De acuerdo con la resolución judicial, los hechos denunciados estarían relacionados con presuntas situaciones de violencia psicológica, laboral, telemática, mediática y simbólica, contempladas en la legislación vigente de protección a las mujeres.
Como medida preventiva, la magistrada ordenó la prohibición de acercamiento de los denunciados a las víctimas, a sus familiares y a los lugares que estas frecuentan, además de prohibir cualquier acto de intimidación, persecución, amenaza o descrédito, ya sea de manera directa o a través de terceros o medios tecnológicos.
En cumplimiento de las medidas ordenadas por el Poder Judicial y para evitar cualquier situación que pudiera comprometer la integridad física de las funcionarias, el presidente del INDERT, Francisco Ruiz Díaz López, firmó en un plazo de pocos días resoluciones administrativas que dispusieron el traslado de tres de los involucrados a distintas dependencias del interior del país.
Las medidas alcanzaron a Fredy Bernardo González Arrúa, trasladado a la Dirección Departamental de Guairá; Bernardo Diosnel Sosa Kemal, reasignado a la Agencia Regional de Arroyito, en Concepción; y Rubén Estanislao Galeano Contrera, destinado a la Dirección Departamental de Paraguarí.

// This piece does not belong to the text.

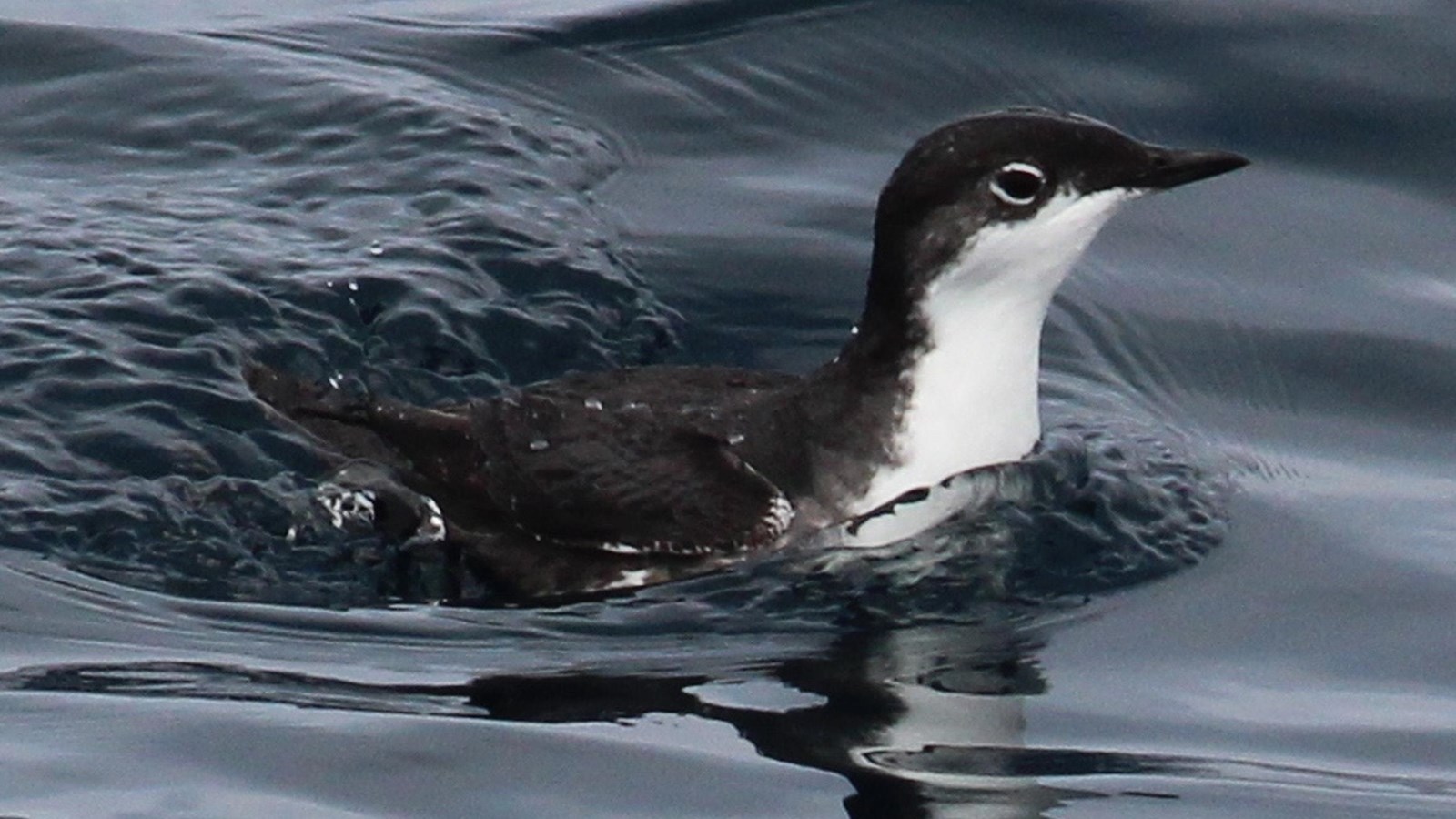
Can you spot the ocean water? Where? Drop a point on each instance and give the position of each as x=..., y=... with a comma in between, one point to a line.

La actuación coordinada entre el Poder Judicial y la administración del INDERT se sustentó en principios constitucionales vinculados a la protección de la vida, la integridad física y psicológica de las personas.
Mientras el proceso sigue su curso, la intervención inmediata de las autoridades judiciales y administrativas permitió implementar mecanismos de resguardo destinados a garantizar un entorno laboral seguro para las denunciantes y asegurar el cumplimiento de las disposiciones previstas por la legislación paraguaya en materia de protección contra la violencia hacia las mujeres.